American Law Unjustly Abandons Excellence

Yesterday I was on a panel at a conference in Warsaw, listening to a retired German professor sitting next to me, saying that Europe is going to lose badly to China, in terms of economic gains, because its workforce is not able to compete in terms of educational rigor. The professor said this is one deleterious effect of open migration, bringing in large numbers of people into Europe who must be educated and accommodated, but who do not have the cultural capital to fully participate in an advanced industrial democracy. The professor’s point was that Europe’s bleeding heart for Third World migrants is rendering it unfit for competition. He mentioned German factories that had relocated to China looking for qualified workers.

I thought about that when I saw this news just now, from the WSJ:

An American Bar Association panel voted Friday to drop a requirement that law school applicants take the LSAT or another standardized admissions test, amid debate about whether the tests help or hurt diversity in admissions.

The accrediting council, made up of lawyers, professors and administrators, voted 15-1 at its meeting to eliminate the requirement of a “valid and reliable admission test” for hopeful law students. The panels sought public comments on the proposal in May, after an ABA committee recommended the elimination of the testing requirement.

Individual law schools are still free to require a test. The policy change will take effect beginning for students applying in fall 2025.

The LSAT, or Law School Admission Test, tests analytical reasoning, logic and reading comprehension, and is considered a predictor of success in law school. The ABA last year allowed law schools to consider the Graduate Record Examination, or the GRE, in addition to the LSAT.

more:

Public comments over eliminating the testing requirement have been polarized, mostly around the issue of diversity. The legal profession has long been criticized for a lack of women and people of color in its top ranks, and the panel’s debate comes as schools are bracing for a decision from the Supreme Court on whether race can be a factor in college admissions.

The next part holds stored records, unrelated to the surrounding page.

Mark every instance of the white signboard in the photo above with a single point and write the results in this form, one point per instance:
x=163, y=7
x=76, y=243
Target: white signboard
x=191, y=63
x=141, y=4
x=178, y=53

“In the grand scheme of things, folks of color perform less well on the LSAT than not, and for that reason, I think we are headed in the right direction,” Leo Martinez, an ABA council member and dean emeritus at University of California , Hastings College of the Law, said at the meeting. “I am sympathetic that it gives people like me a chance.”

Representatives from the Law School Admission Council, which administers the LSAT, and ETS, a nonprofit education testing service, told the council making testing optional would result in the admission of some law students who are unprepared to succeed, which it said would ultimately hurt the legal profession.

“This proposal will be highly disruptive,” John White, chair of LSAC’s board of trustees, told the council. “The change won’t be worth it, and we won’t get the diversity we are looking for.”

This is what we are becoming as a country: a place where our elites cannot bear to live with what the information gained from testing reveals to them about people, so they are banning the test. It’s a country where the people in charge of shepherding our institutions have surrendered to a radically egalitarian racial ideology that views merit and excellence as immoral. I will never, ever forget what one of these leadership elites told me in an argument once, when I pointed out that this ideology causes us to sacrifice quality for the sake of diversity. The person said, in all sincerity, “But diversity is a component of quality.”

Would you go to a doctor who was unqualified for medical school, but who got through it based on the guilt and pity of medical school administrators? Would you like to hire a lawyer who is second or third-rate, but got into law school, and made his way through the profession, because the people in charge of the profession threw standards in the trash, because they produced an unequal outcome?

That’s the world we are making.

Here’s the thing I don’t understand: the one profession in which we would never, not for one second, allow egalitarianism to trump excellence, is professional sports. If you proposed lowering the standards of the NFL or NBA to create teams that included a proportional number of whites and Asians, you would be shouted out of the room, and rightly so. Winning is the most important thing. Excellence is the most important thing. If the most excellent team on the field or the court happens to be all black, then fine. There’s not a white or Asian fan in the world who would tolerate for one second his favorite team losing games as long as they “looked like America.”

But in every other field of endeavor — law, medicine, business, even the military — it’s Diversity Ûber Alles. The elites whose responsibility it is to steward the fundamental institutions of our society are more interested in assuaging their own self-hating consciences than in making sure we have a society where things work like they’re supposed to.

This is what it means to live in a decadent civilization. The thing is, it’s not going to last. A society built on systematic lying about reality cannot endure. There’s going to be a hell of a lot of suffering ahead before we learn this lesson. When Diverse Lionel Hutz makes it to the Supreme Court, maybe then we’ll see the problem. Maybe.